Il rischio più elevato rispetto alla media regionale, in termini di nuovi casi su popolazione residente, si concentra, rileva il Dipartimento Attività sanitarie e Osservatorio epidemiologico della Regione, ancora nelle province di Messina (137,5/100 mila abitanti), Caltanissetta (140,8), Catania (128,9) e Siracusa (121,3). A sostenere la crescita della curva epidemica sono soprattutto i più giovani, compresi nella fascia d’età tra i 6/10 anni (212/100 mila) e tra 11/13 anni (193,7/100 mila), che fanno registrare un’incidenza più che doppia rispetto alla media della popolazione generale.

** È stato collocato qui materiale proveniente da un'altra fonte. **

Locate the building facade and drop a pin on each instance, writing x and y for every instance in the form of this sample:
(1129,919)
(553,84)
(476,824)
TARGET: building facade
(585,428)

Resta tuttavia limitato il numero di nuove ospedalizzazioni (164), con l’80% dei soggetti attualmente ospedalizzati che risultano non vaccinati o con un ciclo incompleto di vaccinazione. Il tasso di occupazione dei posti letto è pari al 5% per le terapie intensive e 9% per l’area medica. Focolai in aumento: attualmente sono 1.881 rispetto ai 1.647 della settimana precedente.
Sul fronte della campagna vaccinale, si continua a registrare un incremento delle prime dosi rispetto alla settimana precedente (+29.03%), che raggiungono così le 23.529 somministrazioni. L’incremento maggiore si è registrato tra i 12 e i 19 anni (+53,1 %). Cresce anche la somministrazione delle dosi aggiuntive/booster che complessivamente sono state 484.423. I vaccinati con almeno una dose sono complessivamente l’82,95% del target regionale, gli immunizzati l’80,36% mentre il 17,05% del target rimane ancora da vaccinare.